Sesungguhnya yang sanggup untuk menjawab dan memutuskan hal itu adalah diri sendiri. Dengan mohon belas kasih Tuhan agar IA berkenan menganugerahkannya kepada kita.
Sesungguhnya untuk hidup damai sejahtera dan bahagia itu amat sederhana, sesederhana kita untuk menjalaninya.
Modal utama dan pertama untuk hidup bahagia adalah kita berani menghidupi hal-hal baik dan positif dalam keseharian serta mensyukuri semua itu sebagai anugerah Tuhan yang luar biasa.
- A: awali hari dengan doa untuk mohon penyertaan, pendampingan, dan bimbingan Allah dalam setiap langkah dan mengambil keputusan.
- K: komitmen untuk melakukan hal-hal baik dan positif. Apa pun yang terjadi itu harus disyukuri.
- U: usaha tiada henti. Kendati jatuh, kita harus bangkit kembali untuk menuntaskan pekerjaan dengan tanggung jawab hingga selesai.

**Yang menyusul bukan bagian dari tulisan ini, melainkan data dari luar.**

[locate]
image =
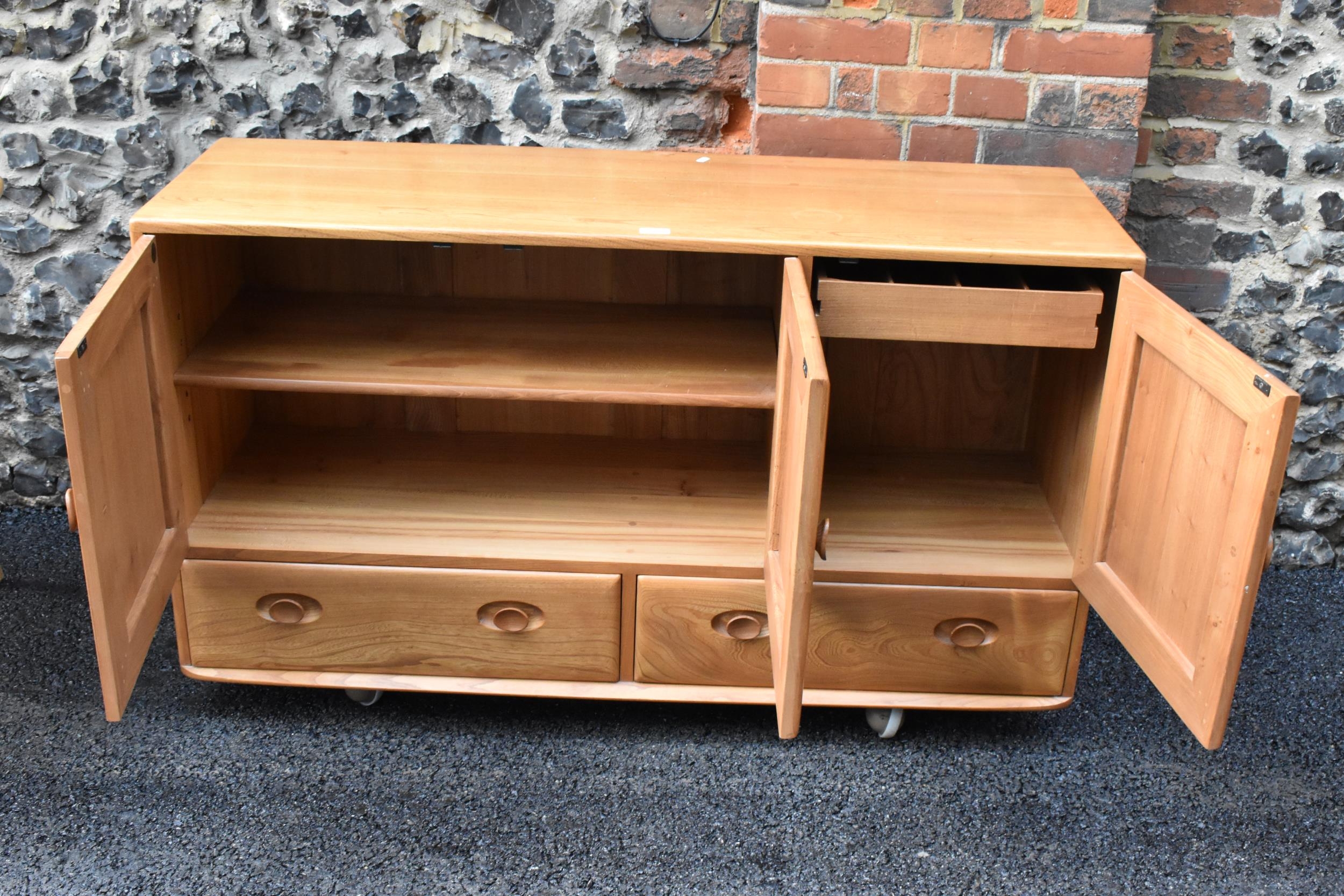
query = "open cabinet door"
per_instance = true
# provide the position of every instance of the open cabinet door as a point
(115, 388)
(803, 391)
(1191, 448)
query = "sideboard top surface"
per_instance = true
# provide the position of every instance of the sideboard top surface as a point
(663, 200)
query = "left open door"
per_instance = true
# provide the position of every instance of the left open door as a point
(116, 386)
(803, 394)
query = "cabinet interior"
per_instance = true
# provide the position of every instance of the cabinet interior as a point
(414, 405)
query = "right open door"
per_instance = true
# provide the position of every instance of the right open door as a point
(1191, 447)
(803, 391)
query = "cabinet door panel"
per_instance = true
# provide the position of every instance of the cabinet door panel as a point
(1191, 449)
(803, 391)
(115, 386)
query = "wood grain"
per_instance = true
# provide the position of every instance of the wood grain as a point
(553, 503)
(124, 439)
(929, 397)
(405, 621)
(1192, 442)
(796, 461)
(933, 313)
(863, 637)
(940, 519)
(621, 691)
(641, 200)
(557, 351)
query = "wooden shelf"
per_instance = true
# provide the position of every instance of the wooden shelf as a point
(488, 501)
(705, 356)
(600, 504)
(940, 519)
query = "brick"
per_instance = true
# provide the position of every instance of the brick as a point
(942, 143)
(914, 93)
(1131, 11)
(826, 138)
(1190, 198)
(1200, 47)
(781, 85)
(1184, 146)
(1113, 197)
(854, 89)
(1092, 155)
(1146, 144)
(1089, 53)
(1262, 9)
(1111, 105)
(998, 10)
(1176, 96)
(984, 97)
(1054, 104)
(1060, 9)
(667, 68)
(932, 9)
(944, 45)
(885, 44)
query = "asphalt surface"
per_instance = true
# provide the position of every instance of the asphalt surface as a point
(219, 789)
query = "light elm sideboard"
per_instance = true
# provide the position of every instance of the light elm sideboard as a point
(660, 426)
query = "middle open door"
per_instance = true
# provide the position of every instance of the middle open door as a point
(800, 437)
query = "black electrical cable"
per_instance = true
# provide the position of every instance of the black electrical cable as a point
(678, 42)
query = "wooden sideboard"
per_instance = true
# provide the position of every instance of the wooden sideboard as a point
(538, 422)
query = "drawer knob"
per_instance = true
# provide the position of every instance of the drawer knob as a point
(288, 609)
(967, 633)
(741, 625)
(510, 617)
(823, 531)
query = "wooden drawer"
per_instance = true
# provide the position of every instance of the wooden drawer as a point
(863, 637)
(444, 622)
(936, 303)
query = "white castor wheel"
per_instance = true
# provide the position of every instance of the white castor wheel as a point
(886, 722)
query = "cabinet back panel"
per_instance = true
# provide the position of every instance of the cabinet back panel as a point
(491, 415)
(1063, 417)
(485, 272)
(929, 396)
(201, 276)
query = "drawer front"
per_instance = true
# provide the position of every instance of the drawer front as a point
(863, 637)
(444, 622)
(934, 303)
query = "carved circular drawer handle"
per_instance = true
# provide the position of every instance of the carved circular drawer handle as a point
(289, 609)
(967, 633)
(741, 625)
(511, 617)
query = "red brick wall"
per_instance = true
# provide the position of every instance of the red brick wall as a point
(1031, 82)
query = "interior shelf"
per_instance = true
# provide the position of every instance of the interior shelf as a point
(421, 499)
(976, 519)
(659, 505)
(707, 356)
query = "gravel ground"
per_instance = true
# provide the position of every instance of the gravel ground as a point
(218, 789)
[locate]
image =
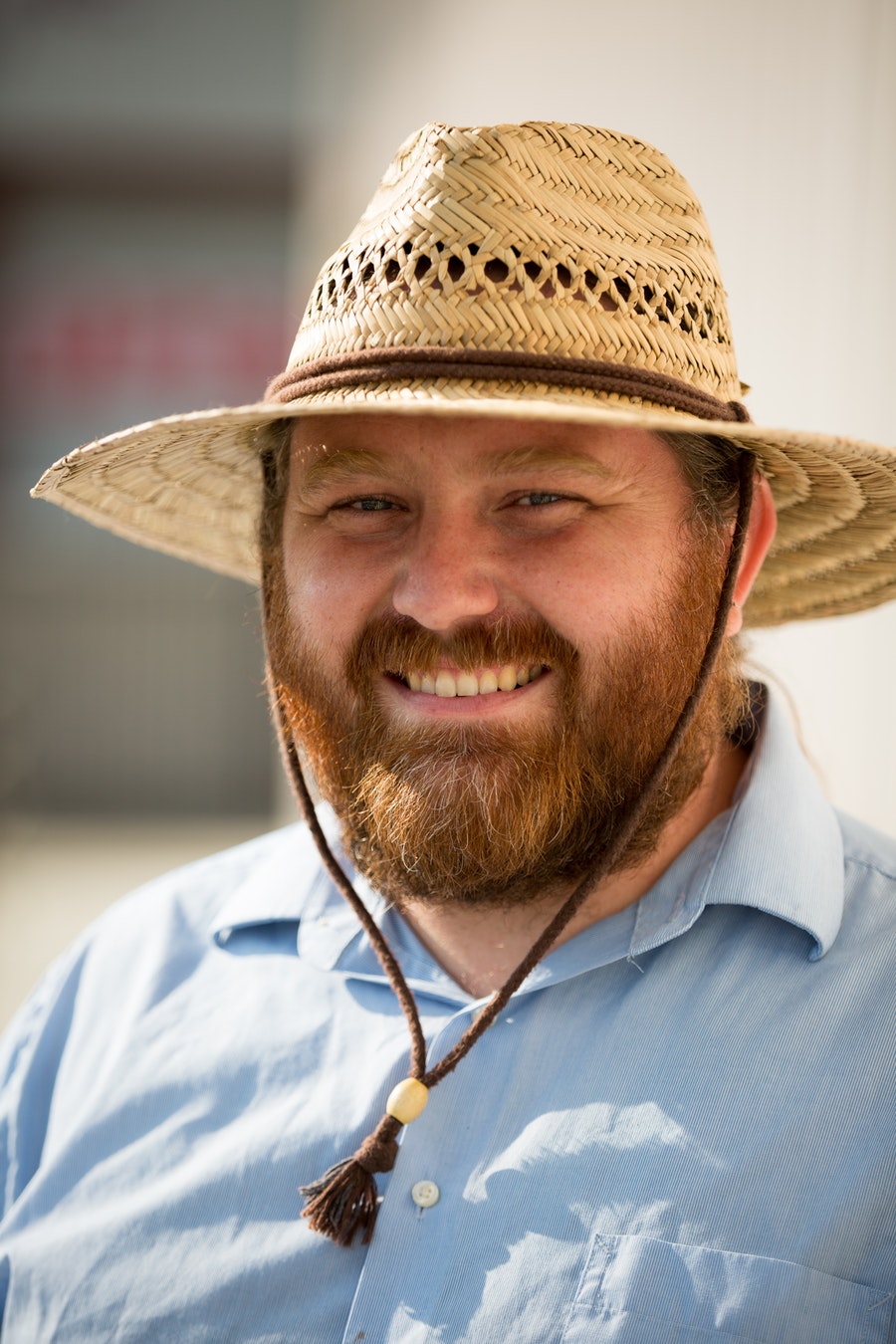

- B: bahagiakan orang lain dengan memberi dari yang kita miliki. Tidak melulu soal materi, tapi bisa juga lewat perhatian, tenaga, dan pikiran.
- A: aktualisasikan hidup dengan selalu perbarui diri, makin baik dan lebih baik lagi.
- H: hadir dan selalu ada bagi orang lain yang kesusahan dan menderita.
- A: amalkan kebaikan dengan menghadirkan wajah Tuhan yang murah hati (Luk 6: 36-38).
- G: gunakan bakat dan talenta yang dianugerahi Tuhan sebagai persembahan hidup untuk memuji dan memuliakan-Nya.
- I: intensi dalam doa, intensipkan dalam pekerjaan. Maka tidak ada yang mustahil bagi orang yang percaya dan mengimani-Nya.
- A: ampuni mereka bersalah dan menyakiti, serta doakan mereka agar sadar diri. Orang ikhlas itu tanpa beban pikiran.
Amalkan amanat Tuhan, perlakukan orang lain seperti pada diri sendiri. Hidup saling mengasihi dan bahagia.